Cool.
if. contains y do. 0 return. end.
I think the more usual hash table interface, when asked to insert a key that
matches an existing one, replaces the existing value with the new one.
horners =. (2 ^ 32x) | [: (+37x&*)/ 0 |.@, 3 u: ]
- Reducing this mod 2^32 at end seems a bit pointless, as you are about to
reduce it mod the table size anyway. Evaluating the intermediate operations
mod 2^32, to avoid blowup in the intermediate terms, seems more useful. The
way to do this now is to use the recently-added conjunction m.
(https://code.jsoftware.com/wiki/Vocabulary/mdot); + m. (2x^32) does an
addition mod 2^32, and ditto * .
- Adding a zero at the beginning and then reversing seems a bit odd--why not
just add the zero to the end and not reverse? The result will be different,
but if the hash is good, it should not change the quality. (I guess the only
reason for tacking on the zero is to handle zero-length strings? It's
annoying that this needs extra effort, and I've specced, but not implemented,
a solution. One alternative is to use the recently-added fold family of the
conjunctions--https://code.jsoftware.com/wiki/Vocabulary/fcap)
Following notes are for recreational purposes only:
- I think a more usual approach nowadays to hashing large strings is to apply
a mac to some fixed-size blocks (a straightforward--though probably
suboptimal--implementation is (-blocksize) mac\ string) and then a more
expensive/expressive polynomial or similar for combining the blocks--this
should be faster and better quality than djb, though probably more effort.
- You can use _3&ic--after padding to a multiple of 8 bytes--to get the
characters packed more densely--eight per element, rather than one. If using
a better hash (i.e., something other than the likes of djb or fna-1a), that
will let you get through it quicker.
NB. maybe there's a better int hash?
Perhaps an appelby-style mixer--e.g.
http://zimbry.blogspot.com/2011/09/better-bit-mixing-improving-on.html
It's a good idea to apply such a mixer to the result of the string hash, too.
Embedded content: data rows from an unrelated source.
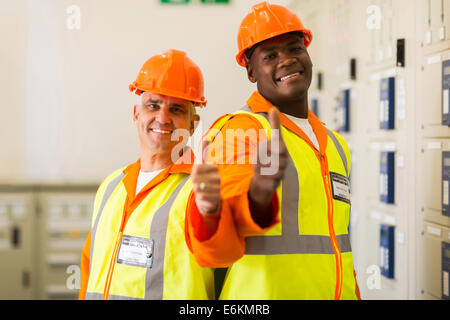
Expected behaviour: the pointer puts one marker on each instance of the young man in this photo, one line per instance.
(136, 247)
(308, 255)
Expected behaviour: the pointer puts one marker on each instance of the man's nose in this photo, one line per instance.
(163, 116)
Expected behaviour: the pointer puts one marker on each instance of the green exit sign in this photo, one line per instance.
(175, 1)
(215, 1)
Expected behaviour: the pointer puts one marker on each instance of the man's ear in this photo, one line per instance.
(250, 72)
(135, 113)
(194, 123)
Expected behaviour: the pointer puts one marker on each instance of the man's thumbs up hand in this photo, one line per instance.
(206, 182)
(271, 163)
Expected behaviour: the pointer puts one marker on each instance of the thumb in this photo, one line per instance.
(204, 151)
(274, 121)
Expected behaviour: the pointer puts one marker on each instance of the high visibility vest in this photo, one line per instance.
(308, 255)
(160, 220)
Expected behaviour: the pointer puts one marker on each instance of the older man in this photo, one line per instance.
(136, 247)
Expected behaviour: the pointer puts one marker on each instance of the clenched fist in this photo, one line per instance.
(270, 165)
(206, 181)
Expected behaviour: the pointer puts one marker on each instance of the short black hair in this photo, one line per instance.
(248, 53)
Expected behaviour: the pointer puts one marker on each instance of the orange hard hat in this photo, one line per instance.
(264, 22)
(173, 74)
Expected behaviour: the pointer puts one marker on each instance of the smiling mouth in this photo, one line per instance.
(161, 131)
(289, 76)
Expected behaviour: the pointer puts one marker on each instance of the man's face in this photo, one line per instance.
(157, 117)
(282, 68)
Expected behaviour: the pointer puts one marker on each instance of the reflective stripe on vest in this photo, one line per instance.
(109, 190)
(154, 278)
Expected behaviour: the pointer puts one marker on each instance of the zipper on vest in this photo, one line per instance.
(337, 253)
(112, 263)
(111, 266)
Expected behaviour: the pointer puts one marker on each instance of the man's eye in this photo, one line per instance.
(270, 56)
(152, 106)
(178, 110)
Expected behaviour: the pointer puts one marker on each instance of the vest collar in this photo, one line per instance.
(258, 104)
(183, 165)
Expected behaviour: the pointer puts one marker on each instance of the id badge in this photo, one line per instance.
(136, 251)
(340, 186)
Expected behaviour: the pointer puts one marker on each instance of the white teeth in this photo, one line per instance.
(161, 131)
(289, 76)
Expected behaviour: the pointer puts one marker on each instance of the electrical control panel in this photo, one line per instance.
(387, 103)
(343, 111)
(387, 250)
(387, 177)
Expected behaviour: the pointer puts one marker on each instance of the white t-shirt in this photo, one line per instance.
(306, 128)
(144, 178)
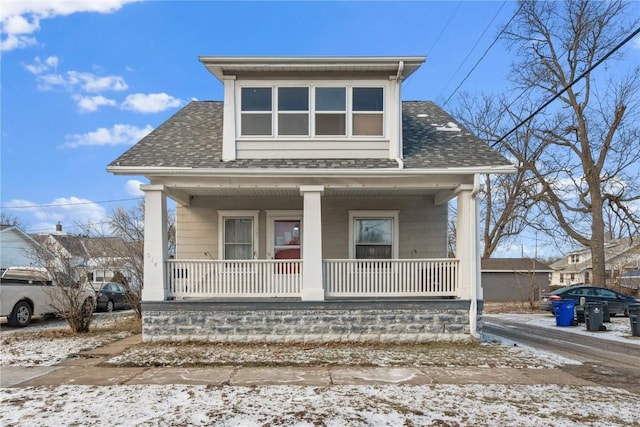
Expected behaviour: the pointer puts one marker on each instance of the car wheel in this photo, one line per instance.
(20, 315)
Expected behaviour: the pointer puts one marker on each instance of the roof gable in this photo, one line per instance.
(192, 138)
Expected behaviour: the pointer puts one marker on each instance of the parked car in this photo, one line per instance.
(617, 303)
(31, 291)
(111, 296)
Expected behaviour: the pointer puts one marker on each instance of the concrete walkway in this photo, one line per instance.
(84, 370)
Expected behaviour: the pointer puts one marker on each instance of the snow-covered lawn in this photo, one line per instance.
(48, 342)
(357, 405)
(388, 405)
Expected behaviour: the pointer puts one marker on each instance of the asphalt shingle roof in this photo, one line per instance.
(193, 138)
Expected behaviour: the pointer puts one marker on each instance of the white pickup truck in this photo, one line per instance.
(29, 291)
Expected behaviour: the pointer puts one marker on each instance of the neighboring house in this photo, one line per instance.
(311, 205)
(94, 260)
(621, 255)
(17, 248)
(514, 279)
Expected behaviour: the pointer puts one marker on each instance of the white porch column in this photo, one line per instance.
(467, 249)
(155, 242)
(312, 289)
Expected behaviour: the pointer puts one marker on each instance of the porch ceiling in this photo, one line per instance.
(292, 192)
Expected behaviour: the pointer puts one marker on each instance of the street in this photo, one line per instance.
(608, 363)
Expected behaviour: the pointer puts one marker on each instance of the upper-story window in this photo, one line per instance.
(256, 111)
(331, 111)
(367, 111)
(312, 111)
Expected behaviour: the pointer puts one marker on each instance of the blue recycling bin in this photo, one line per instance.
(564, 312)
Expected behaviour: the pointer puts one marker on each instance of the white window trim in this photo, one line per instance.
(222, 214)
(312, 84)
(395, 215)
(295, 215)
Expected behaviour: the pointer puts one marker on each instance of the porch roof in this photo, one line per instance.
(192, 138)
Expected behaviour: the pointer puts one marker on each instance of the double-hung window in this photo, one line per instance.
(237, 234)
(324, 111)
(331, 111)
(373, 234)
(368, 111)
(293, 111)
(256, 107)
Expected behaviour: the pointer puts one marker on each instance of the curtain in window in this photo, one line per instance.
(238, 238)
(373, 238)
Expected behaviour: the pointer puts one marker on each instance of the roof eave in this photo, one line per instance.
(189, 171)
(218, 65)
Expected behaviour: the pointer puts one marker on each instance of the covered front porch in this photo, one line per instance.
(202, 279)
(327, 260)
(327, 257)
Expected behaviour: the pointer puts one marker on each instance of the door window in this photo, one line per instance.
(286, 239)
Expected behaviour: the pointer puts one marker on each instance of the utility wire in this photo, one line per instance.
(566, 88)
(471, 51)
(51, 205)
(444, 28)
(484, 54)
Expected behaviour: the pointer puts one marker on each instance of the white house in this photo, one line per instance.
(620, 255)
(311, 206)
(17, 248)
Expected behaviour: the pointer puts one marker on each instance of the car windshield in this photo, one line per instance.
(562, 290)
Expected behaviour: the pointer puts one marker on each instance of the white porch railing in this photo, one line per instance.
(397, 277)
(242, 278)
(283, 278)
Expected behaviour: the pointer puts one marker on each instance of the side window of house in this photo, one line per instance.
(238, 238)
(293, 111)
(373, 238)
(256, 107)
(368, 110)
(331, 111)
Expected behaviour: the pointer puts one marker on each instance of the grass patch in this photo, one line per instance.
(437, 354)
(124, 324)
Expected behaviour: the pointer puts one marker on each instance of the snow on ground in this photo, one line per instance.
(47, 342)
(384, 405)
(619, 329)
(379, 405)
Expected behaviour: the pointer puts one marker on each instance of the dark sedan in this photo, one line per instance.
(617, 303)
(111, 296)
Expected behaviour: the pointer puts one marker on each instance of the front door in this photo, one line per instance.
(285, 236)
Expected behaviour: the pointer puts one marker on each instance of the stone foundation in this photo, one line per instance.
(305, 322)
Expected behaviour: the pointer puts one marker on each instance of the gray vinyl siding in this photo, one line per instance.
(423, 226)
(346, 149)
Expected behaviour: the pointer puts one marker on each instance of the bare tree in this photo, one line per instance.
(126, 248)
(70, 299)
(508, 199)
(587, 142)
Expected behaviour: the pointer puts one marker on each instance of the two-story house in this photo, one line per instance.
(311, 205)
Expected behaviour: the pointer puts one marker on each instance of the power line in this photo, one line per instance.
(471, 51)
(495, 40)
(566, 88)
(444, 28)
(51, 205)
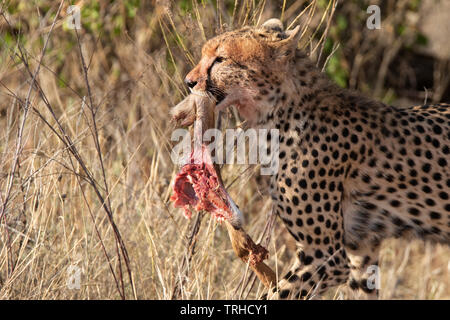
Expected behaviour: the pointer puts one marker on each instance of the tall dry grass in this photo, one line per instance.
(85, 166)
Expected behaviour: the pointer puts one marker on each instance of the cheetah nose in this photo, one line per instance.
(190, 83)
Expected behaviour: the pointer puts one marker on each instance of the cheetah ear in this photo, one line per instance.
(273, 25)
(286, 47)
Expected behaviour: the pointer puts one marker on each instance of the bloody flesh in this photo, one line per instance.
(198, 186)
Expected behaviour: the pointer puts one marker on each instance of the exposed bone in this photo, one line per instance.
(242, 244)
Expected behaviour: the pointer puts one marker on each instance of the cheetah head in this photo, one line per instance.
(245, 67)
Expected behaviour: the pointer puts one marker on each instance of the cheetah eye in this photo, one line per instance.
(219, 60)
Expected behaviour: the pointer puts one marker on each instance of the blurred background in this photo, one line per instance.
(85, 166)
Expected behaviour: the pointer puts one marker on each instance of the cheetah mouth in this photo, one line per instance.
(218, 94)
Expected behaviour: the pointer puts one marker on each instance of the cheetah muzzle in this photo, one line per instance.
(353, 171)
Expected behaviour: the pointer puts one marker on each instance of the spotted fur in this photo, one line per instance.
(353, 171)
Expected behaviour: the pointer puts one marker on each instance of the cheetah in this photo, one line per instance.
(353, 171)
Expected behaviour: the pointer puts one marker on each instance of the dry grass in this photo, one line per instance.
(92, 151)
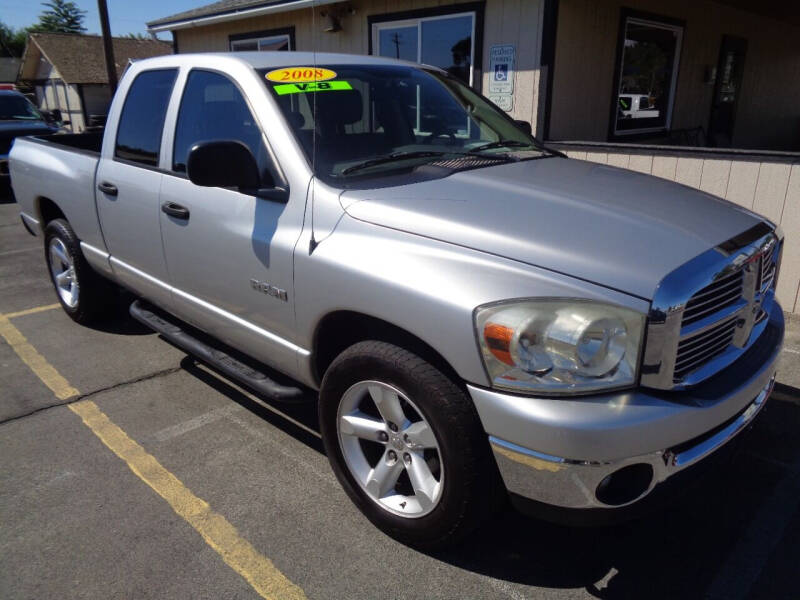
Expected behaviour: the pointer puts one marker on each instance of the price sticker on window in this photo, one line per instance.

ts&|`horners@.('literal' -: datatype) y
index =: {{ ts | hash y }}
When y is an integer, you reduce it mod x in hash, and then immediately again
in index.
clear =: {{ 1 [ table =: a: #~ ts }}
I think this is prone to space leaks. Shouldn't it reset the table size to
zero? You won't be able to reuse the storage from the table anyway. (Well,
you could, but you don't.) Alternately, you could save the size passed in
when the table was created and use that instead. But empirically, it seems
like a bad idea to let users control such aspects of the hash table--as the
designer of google's hash table says: https://youtu.be/ncHmEUmJZf4?t=3075.
cs =: 0 NB. current size
I think this is usually referred to as 'occupancy' (as in 'how many occupants
does the table have?').
1 [ insert every items
It's common to return EMPTY (which is the same as i.0 0) from a verb which is
called only for effect (rather than for its result). As a matrix with zero
rows, it takes up zero lines of precious screenspace at the repl--a pun, but a
cute one.
On Tue, 18 Jul 2023, Luke D wrote:
I have written an implementation for a separate chaining hash table that
handles integer and string keys, which I have posted as a gist
https://gist.github.com/4hg/f412476edba86599f1b0e6dd2ea8b12d, and I am
moderately pleased with the outcome. It was my first exploration with the
topics found in chapter 25 of Learning J.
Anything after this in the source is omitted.